Court Opinion

ID: 6209491
Source: CourtListenerOpinion
Date Created: 2022-02-05 21:00:18.9239+00
Date Added: 2024-06-11T08:56:45.365898
License: Public Domain

*835OPINION OF THE COURT
Joan B. Lefkowitz, J.
Pursuant to a collective bargaining agreement containing an arbitration clause the respondent Teachers’ Association served a demand for arbitration. In timely fashion, by order to show cause, petitioner, the Board of Education of the Ramapo Central School District, has moved for an order pursuant to CPLR 7503 (b) to stay arbitration.
FACTUAL BACKGROUND AND ISSUES
The issue sought to be arbitrated is whether petitioner may be compelled to reinstate its practice of 30 years of paying salaries (presently over 22 pay periods), where the first check for the beginning of the school year in September included a sum for services not yet performed. Petitioner in 1991 stopped issuing payment for services not yet rendered in its first check in September. Significantly, the end result on an annual school year basis is that teachers receive exactly the salary they are to be paid, no more and no less. The narrow question concerns the timing of the payments.

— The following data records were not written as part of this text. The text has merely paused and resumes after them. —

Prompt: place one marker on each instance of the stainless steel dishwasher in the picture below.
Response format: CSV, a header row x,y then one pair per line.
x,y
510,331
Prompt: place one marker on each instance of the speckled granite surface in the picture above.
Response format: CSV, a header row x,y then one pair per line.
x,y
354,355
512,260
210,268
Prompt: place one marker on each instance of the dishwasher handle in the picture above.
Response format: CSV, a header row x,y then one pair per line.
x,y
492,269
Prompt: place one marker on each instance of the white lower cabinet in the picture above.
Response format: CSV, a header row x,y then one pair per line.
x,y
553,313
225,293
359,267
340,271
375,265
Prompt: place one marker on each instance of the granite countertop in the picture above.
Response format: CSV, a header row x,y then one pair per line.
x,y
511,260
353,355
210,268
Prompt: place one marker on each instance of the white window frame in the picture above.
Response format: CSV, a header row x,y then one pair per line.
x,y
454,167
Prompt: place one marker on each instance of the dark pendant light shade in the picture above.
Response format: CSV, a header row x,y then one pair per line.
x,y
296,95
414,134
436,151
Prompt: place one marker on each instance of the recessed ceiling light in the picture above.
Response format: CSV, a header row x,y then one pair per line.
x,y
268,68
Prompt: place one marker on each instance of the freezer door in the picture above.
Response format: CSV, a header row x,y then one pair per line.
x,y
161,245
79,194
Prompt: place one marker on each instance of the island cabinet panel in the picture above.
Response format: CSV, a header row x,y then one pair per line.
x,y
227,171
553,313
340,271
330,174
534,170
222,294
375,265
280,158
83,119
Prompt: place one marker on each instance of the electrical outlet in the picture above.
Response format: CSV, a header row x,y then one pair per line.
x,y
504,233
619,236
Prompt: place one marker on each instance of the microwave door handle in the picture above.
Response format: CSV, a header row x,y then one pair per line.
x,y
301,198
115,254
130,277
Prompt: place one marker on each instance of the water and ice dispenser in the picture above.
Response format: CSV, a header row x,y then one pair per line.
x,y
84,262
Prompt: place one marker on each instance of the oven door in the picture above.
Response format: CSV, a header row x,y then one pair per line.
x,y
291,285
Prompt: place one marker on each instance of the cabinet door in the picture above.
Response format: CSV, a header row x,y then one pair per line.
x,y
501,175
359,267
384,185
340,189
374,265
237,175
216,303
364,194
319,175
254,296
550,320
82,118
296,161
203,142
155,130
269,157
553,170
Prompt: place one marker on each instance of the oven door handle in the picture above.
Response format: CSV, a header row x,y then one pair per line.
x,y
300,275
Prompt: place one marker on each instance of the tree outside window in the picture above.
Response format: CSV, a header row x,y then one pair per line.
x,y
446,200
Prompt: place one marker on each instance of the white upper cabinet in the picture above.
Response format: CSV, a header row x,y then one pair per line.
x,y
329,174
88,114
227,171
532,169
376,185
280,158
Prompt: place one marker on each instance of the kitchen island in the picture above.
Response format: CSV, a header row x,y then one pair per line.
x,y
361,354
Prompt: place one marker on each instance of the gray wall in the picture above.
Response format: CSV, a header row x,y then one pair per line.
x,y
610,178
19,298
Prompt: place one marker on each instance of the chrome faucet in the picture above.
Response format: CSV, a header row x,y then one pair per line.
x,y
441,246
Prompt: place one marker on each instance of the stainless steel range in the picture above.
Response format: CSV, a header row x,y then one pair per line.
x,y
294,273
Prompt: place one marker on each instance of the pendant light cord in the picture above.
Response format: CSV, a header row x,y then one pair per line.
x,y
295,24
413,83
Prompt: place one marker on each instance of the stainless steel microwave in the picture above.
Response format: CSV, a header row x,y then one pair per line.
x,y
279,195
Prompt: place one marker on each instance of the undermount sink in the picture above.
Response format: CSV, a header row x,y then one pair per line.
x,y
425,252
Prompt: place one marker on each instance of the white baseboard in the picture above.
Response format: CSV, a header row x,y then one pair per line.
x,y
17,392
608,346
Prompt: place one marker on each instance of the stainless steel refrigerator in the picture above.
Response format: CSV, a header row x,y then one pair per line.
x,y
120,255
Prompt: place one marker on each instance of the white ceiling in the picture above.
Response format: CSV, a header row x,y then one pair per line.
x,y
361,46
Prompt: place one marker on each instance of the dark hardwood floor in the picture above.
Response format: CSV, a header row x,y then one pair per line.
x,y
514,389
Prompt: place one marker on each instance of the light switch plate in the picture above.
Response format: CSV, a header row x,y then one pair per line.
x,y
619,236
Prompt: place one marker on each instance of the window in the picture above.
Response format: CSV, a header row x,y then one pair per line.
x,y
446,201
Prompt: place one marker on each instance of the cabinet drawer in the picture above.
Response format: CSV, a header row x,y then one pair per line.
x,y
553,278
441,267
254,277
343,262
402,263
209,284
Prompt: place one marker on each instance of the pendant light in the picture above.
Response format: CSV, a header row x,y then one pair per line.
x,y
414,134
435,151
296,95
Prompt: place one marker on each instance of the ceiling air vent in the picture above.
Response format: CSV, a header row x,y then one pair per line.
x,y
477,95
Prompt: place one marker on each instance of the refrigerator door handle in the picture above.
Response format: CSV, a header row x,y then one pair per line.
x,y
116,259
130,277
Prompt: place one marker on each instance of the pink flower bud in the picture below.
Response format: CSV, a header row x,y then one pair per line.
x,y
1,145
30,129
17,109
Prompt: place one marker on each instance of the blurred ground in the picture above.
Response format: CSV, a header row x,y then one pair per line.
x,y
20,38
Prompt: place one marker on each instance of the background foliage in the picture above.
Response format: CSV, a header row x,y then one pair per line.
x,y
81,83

Petitioner contends that its former practice violates article VIII, § 1 of the NY Constitution and subdivision (3) of section 3015 of the Education Law. Such violations, it is contended, cannot be arbitrated as any award directing petitioner to reinstate its prior practice would violate public policy.
Respondent contends that the potential award will not be violative of public policy and petitioner can move to vacate or block confirmation if such an award is made (CPLR 7509, 7511).
PUBLIC POLICY — UNCONSTITUTIONAL GIFTS
Initially, it should be noted that respondent’s reliance on County of Orange v County Employees Unit (76 AD2d 878) for the proposition that the employer must negotiate the timing of paychecks for advance payments is misplaced. County of Orange (supra) involved a discredited lag payroll where the employer was not paying for one week’s worth of work until some future date, whereas prior practice required payment “for all work performed up to the date of payment” (76 AD2d, supra, at 878). At bar, the prior practice reflected payment for services not yet rendered.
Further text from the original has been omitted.